Le texte se termine par la confirmation de la fécondité d’un style poétique personnel se nourrissant d’influences artistiques multiples, que l’on peut lire dans la force visuelle des métaphores créées, dans le jeu des sonorités plein de vivacité ainsi que dans la fusion finale du monde réel et du monde imaginaire, alors que le je poétique se transforme en Bettina von Arnim. Le dernier vers signale le basculement dans le monde imaginaire sur lequel s’ouvre le cycle. Par l’intégration-suggestion de la référence intertextuelle à Dies Buch gehört dem König, œuvre de Bettina von Arnim adressée au futur roi Friedrich Wilhelm IV dans laquelle elle fait montre d’un courage politique hors norme en critiquant l’état lamentable de la Prusse, le je poétique devient Bettina. Il s’agit aussi d’un avertissement au lecteur, invité à lire certains passages du cycle comme des critiques à peine voilées du régime est-allemand, par exemple dans le sixième poème qui ne fut pas publié lors de la parution du cycle dans la revue Sinn und Form.

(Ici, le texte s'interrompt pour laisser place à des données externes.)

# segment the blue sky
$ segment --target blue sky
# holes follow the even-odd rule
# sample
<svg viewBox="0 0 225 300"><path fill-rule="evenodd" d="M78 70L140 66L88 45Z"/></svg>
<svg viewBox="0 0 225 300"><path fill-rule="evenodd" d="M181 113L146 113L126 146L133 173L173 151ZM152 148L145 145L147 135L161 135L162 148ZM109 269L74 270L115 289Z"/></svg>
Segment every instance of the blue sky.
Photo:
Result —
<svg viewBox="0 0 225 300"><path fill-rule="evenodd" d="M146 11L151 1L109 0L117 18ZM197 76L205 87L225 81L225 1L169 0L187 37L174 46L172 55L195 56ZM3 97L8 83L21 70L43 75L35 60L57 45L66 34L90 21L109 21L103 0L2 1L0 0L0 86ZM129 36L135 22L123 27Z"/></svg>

Nous voyons dans ce texte que le mythe antique, qui s’incarne dans la statue de Zeus, fonctionne comme un médiateur non seulement entre nature et culture, symbolisés par la forêt et le gazon, mais aussi entre nature sémiotique et civilisation thétique. Il n’y a pas à cette époque de distinction entre la civilisation et la culture chez Sarah Kirsch. Par sa position ambivalente à la frontière entre nature et culture, le mythe permet la rencontre des deux et l’avènement de l’acte poétique créateur. Comme nous l’avons vu, il reste relié à la création poétique dans Schneewärme, tout en entrant en opposition avec la civilisation. C’est dans cette exclusion finale du thétique que réside selon nous la raison de la perte d’influence des mythes dans l’œuvre de Sarah Kirsch, amorcée dans Schneewärme et qui se poursuit dans les recueils suivants Erlkönigs Tochter et Bodenlos : la force vitale qui s’élevait de la fusion des contraires disparaît avec la disparition de la contrainte. Car l’ordre comme le désordre sont nécessaires à la création kirschéenne.

Notes
514.

Hans Blumenberg, Arbeit am Mythos, Frankfurt am Main, Suhrkamp, Sonderausgabe 1996, p. 40-51. « Sie [die Namen, C. F.] sind wie eine Reserve des Willkürentzugs », p. 51.

515.

Id., p. 140.

516.

Nous faisons référence au titre de l’ouvrage publié par Bernd Seidensticker et Martin Vöhler : Mythen in nachmythischer Zeit: Die Antike in der deutschsprachigen Literatur der Gegenwart, Berlin, New-York, Walter de Gruyter, 2002.

517.

Ingeborg Bachmann, « Anrufung des Großen Bären », in : Werke in vier Bänden, Bd. 1, München, R. Piper & Co. Verlag, 1993, p. 95. Nous ne citons que les deux premiers vers et la dernière strophe du poème.

518.

Sarah Kirsch, « Eremitage », in : Schneewärme, vol. 3, p. 68-69.Nous ne citons que partiellement la première et la deuxième strophe du texte, la troisième et avant-dernière est en revanche citée dans son intégralité.

519.

Wolfgang Bunzel, op. cit., p. 26.

520.

« Wiepersdorf 2 », id., p. 159. Extrait du vers 25 : « In der verletzenden viereckigen Gegend ».